The Radeon HD 2900 and 2600 series' texture units feature a new multi-level texture cache design as well. The units' shared L2 cache stores data retrieved on L1 cache misses (256kB in the HD 2900, 128kB in the HD2600). The Radeon HD 2400, however, is equipped with only a single level vertex / texture cache. We should also note that all texture units can access both vertex cache and L1 texture cache as well.
The texture units in the Radeon HD 2000 series can bilinear filter 64-bit HDR textures at full speed (~7x faster than Radeon X1000 series), while 128-bit floating point textures are filtered at half speed. Trilinear and anisotropic filtering is supported for all formats and the high quality anisotropic filtering mode that returns from the X1000 series has been enhanced to better handle problematic texture filtering cases. Performance and compatibility have been improved to the point that the high quality aniso mode is now the default setting.
There is also a new shared exponent texture format available (RGBE 9:9:9:5) for 32-bit HDR and texture resolution of up to 67 megatexels (8192 x 8192) are supported. ATI's new texture units can perform up to two texture fetches per clock, per texture unit (1 filtered + 1 unfiltered), with the option to grab 4 unfiltered fetches in place of 1 filtered fetch (Fetch4).
The Render Back-Ends, or ROPs, used in the Radeon HD 2000 series can handle 32 pixels per clock on the HD 2900 XT. On the Radeon HD 2600 and HD 2400 they can handle 8. The ROPs can render-to-texture more efficiently than previous ATI GPUs and new MSAA resolve functionality makes Custom Filter AA, or CFAA, possible. The ROPs also allow for new 128-bit FP and 11:11:10 FP DX10 formats to be displayable, they support up to 8 MRTs, which is double that the Radeon X1000 series, and they have improved stencil and Z compression (up to 16:1 in standard mode / 128:1 with 8X MSAA) and an improved hierchical Z buffer.
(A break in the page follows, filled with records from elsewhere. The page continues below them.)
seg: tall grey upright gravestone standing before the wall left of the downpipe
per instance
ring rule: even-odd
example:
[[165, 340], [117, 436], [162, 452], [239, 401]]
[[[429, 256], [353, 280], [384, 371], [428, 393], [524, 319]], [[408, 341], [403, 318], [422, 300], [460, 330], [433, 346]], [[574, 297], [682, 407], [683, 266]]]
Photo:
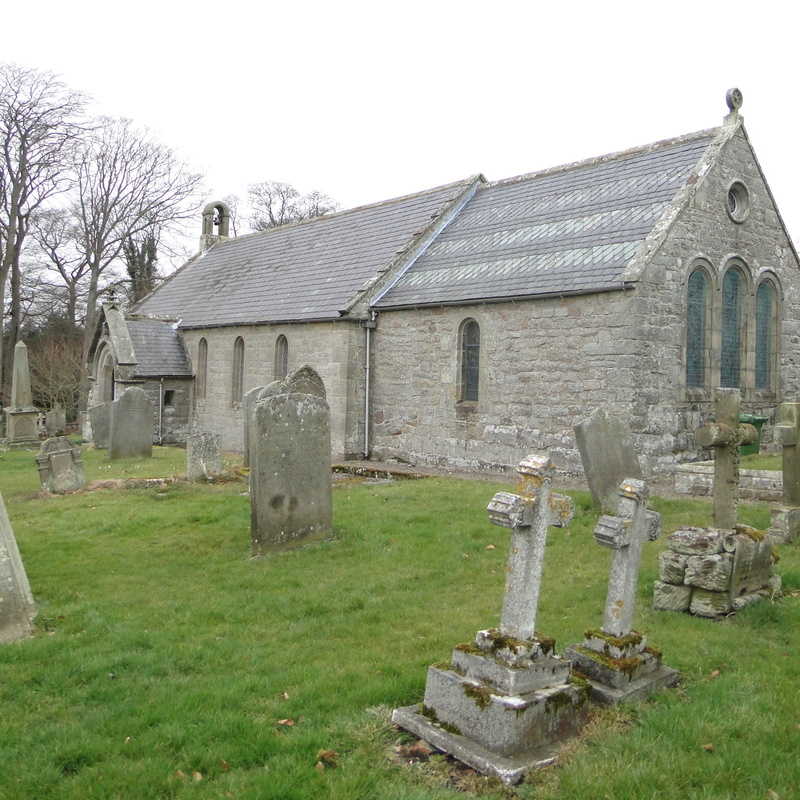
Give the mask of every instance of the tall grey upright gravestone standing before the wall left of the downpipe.
[[330, 409], [325, 386], [311, 367], [261, 392], [249, 449], [253, 554], [328, 536]]

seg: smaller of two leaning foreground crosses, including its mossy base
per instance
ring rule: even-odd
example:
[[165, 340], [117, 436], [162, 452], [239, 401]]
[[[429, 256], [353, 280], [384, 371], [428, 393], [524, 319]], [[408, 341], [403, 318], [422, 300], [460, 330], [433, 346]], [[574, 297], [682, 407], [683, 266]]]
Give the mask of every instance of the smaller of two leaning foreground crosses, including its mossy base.
[[594, 530], [597, 543], [613, 551], [603, 625], [588, 630], [582, 644], [565, 650], [573, 668], [588, 678], [592, 696], [607, 704], [642, 699], [675, 685], [680, 677], [633, 630], [642, 546], [653, 538], [647, 484], [623, 480], [617, 491], [616, 515], [601, 516]]

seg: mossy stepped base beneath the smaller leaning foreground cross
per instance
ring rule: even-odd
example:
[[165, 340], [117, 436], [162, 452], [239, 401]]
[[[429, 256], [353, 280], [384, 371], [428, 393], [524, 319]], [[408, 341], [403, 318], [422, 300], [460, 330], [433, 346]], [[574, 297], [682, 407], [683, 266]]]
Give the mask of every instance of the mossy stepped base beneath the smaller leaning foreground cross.
[[568, 647], [564, 655], [589, 682], [592, 699], [606, 705], [641, 700], [680, 679], [680, 673], [664, 666], [661, 653], [647, 647], [635, 631], [622, 637], [587, 631], [586, 639]]

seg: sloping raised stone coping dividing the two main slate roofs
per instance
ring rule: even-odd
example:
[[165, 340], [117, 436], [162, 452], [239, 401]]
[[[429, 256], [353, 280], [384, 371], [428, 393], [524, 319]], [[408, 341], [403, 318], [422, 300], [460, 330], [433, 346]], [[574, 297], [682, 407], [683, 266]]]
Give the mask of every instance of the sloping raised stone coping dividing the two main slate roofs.
[[340, 310], [342, 316], [352, 313], [359, 305], [374, 306], [405, 275], [415, 262], [431, 246], [436, 237], [461, 213], [464, 206], [472, 199], [475, 192], [486, 178], [480, 173], [472, 175], [453, 186], [460, 186], [461, 192], [442, 206], [431, 222], [423, 230], [414, 234], [406, 246], [397, 252], [396, 257], [386, 266], [381, 267], [360, 289], [350, 297]]

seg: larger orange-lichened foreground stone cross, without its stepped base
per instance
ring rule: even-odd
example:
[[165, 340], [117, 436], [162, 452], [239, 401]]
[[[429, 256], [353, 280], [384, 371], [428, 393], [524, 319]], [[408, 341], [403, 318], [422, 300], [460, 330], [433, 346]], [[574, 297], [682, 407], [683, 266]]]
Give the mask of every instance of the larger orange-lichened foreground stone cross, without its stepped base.
[[551, 494], [554, 470], [548, 456], [527, 456], [517, 472], [519, 494], [498, 492], [487, 511], [490, 522], [512, 530], [500, 632], [528, 640], [536, 626], [547, 529], [568, 525], [575, 506], [566, 495]]

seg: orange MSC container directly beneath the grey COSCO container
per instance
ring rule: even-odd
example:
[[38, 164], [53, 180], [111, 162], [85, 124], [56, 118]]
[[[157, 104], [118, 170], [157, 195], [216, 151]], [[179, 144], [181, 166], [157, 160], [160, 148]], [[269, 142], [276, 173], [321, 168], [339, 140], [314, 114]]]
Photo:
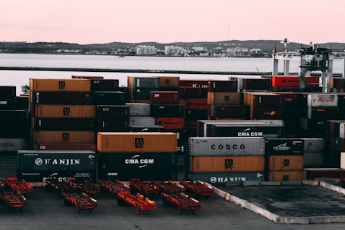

Another feature found in the Radeon HD 2000 series is borrowed from the Xbox360's Xenos GPU. Like Xenos, the HD 2000 series has built-in hardware support for tessellation. Tessellation works by taking a basic polygon mesh and recursively applying a subdivision rule to create a more complex mesh on the fly. It's best used for amplification of animation data, morph targets, or deformation models. And it gives developers the ability to provide data to the GPU at coarser resolution. This saves artists the time it would normally take to create more complex polygonal meshes and reduced the data's memory footprint. Please note, however, that the HD 2000 series' tessellator functionality is proprietary and requires developers to code for it specifically. It is already used in some Xbox360 titles though, like Viva Piñata for example, so developers may be more inclined to use this feature than some other proprietary ones.